He has been one of the top artists of mp3.com and featured in its famous compilation FLASHBACK2000.
In those years Manuel worked on Sci-Fi series project “Echoes of the Past” (haunting music number, flowing with sounds of battles fought and wars waged. It draws you in even without the footage from the series to back it up, it could easily be part of great tragedies and also great victories. The strife of the sacrifices made in war is felt throughout).
Produced also many albums, unfortunately no one of them is available today except in collectors hands. Marino remembers the old masters Rick Wakeman and Alan Parsons as he forges his unique brand of medieval methodology. “From intergalactic battles to dystopian visions of society, infinite space is the only limit for Marino…” Splendid E-zine said for those years production.
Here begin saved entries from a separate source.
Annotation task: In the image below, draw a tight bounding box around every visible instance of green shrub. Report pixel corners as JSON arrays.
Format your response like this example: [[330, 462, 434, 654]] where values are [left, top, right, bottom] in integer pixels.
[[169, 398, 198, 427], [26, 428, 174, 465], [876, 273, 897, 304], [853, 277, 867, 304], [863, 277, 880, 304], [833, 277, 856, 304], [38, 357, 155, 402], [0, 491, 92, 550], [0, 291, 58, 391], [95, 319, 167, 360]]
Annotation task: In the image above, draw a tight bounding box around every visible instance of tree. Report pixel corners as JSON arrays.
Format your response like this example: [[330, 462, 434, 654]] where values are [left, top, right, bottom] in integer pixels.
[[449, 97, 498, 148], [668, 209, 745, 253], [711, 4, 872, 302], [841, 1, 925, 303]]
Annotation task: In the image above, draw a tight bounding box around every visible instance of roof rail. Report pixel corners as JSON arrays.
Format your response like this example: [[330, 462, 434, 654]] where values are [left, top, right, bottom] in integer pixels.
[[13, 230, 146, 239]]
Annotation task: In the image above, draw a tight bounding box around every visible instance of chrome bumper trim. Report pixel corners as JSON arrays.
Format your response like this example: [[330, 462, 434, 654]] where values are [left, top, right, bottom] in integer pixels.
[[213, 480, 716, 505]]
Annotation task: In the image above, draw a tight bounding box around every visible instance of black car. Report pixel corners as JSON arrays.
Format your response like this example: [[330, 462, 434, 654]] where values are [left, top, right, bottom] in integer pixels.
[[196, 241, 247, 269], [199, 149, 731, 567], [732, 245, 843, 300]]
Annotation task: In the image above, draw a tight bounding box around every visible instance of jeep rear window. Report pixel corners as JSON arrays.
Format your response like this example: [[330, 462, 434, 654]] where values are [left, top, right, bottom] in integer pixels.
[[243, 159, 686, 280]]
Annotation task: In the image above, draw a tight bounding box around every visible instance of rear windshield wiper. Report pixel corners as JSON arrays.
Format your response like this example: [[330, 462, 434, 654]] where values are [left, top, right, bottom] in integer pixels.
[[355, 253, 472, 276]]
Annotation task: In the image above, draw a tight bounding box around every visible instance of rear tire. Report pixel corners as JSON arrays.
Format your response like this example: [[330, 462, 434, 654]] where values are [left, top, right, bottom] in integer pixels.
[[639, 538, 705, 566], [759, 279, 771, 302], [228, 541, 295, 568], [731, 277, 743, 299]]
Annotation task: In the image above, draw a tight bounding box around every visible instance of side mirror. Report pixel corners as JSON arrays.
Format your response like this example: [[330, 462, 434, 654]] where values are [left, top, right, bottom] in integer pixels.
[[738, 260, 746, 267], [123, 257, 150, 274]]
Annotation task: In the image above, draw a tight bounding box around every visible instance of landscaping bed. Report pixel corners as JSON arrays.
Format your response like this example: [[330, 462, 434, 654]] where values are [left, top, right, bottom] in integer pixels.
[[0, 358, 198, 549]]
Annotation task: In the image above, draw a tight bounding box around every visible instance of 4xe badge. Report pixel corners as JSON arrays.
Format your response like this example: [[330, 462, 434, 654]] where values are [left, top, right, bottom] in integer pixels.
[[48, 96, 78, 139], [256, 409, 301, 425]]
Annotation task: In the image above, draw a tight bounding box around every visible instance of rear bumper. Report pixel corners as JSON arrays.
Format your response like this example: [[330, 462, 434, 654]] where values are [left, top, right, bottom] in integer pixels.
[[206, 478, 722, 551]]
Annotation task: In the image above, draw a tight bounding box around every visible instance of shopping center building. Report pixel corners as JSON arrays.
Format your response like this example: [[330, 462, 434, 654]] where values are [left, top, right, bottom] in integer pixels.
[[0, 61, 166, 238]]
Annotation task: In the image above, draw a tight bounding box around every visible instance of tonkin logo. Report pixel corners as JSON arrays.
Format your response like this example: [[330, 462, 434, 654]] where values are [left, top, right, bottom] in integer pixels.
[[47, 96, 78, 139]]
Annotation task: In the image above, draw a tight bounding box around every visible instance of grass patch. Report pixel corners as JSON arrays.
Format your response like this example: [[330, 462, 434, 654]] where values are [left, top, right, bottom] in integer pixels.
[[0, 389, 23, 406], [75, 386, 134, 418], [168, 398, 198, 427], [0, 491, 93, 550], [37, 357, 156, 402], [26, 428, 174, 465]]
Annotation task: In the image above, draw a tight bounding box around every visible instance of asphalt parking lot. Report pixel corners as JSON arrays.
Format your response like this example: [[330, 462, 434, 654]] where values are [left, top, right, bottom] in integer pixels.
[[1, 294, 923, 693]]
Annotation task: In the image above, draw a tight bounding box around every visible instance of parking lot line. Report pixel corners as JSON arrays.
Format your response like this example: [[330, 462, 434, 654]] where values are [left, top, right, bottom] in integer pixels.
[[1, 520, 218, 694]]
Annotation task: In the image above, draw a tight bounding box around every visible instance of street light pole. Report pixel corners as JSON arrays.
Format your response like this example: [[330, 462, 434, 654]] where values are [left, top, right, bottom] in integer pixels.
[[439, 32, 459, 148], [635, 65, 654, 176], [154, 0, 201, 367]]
When it comes to music, I usually find a surprise to be a good thing. A surprise means that something is exceeding or working outside of my expectations. It means that something has departed from the status quo, and introduced an element to my listening experience that is fresh, unique, engaging, or a total about face from what I was expecting. I love surprises in my music because it means something new has unfolded in my ears, and therefore I am very glad that I have the opportunity to write about X-tivity Factor’s Planetary Travel, which threw me a pleasing curve on my way to work today...
Part of the joy in having the opportunity to write on albums through The Ripple is experiencing a broadening of my musical horizons. That happened today when a got to listening to X-tivity Factor’s Planetary Travel. The only downside I can see with it is the very short length of the album, which leaves me wanting more. Still if that is the only problem you have, then that is not necessarily a bad thing. I may not be the authority on electronica music just yet, but I do know good music when I hear it, and I certainly did with this album.
And also on Music & Musicians:
Manuel Marino makes electronic music under many guises, and as X-tivity Factor, he delivers driving beats and synth lines with a slightly noirish New Wave sheen. Had the folks behind the Drive soundtrack wanted aggressive, not atmospheric, Marino might have been their man.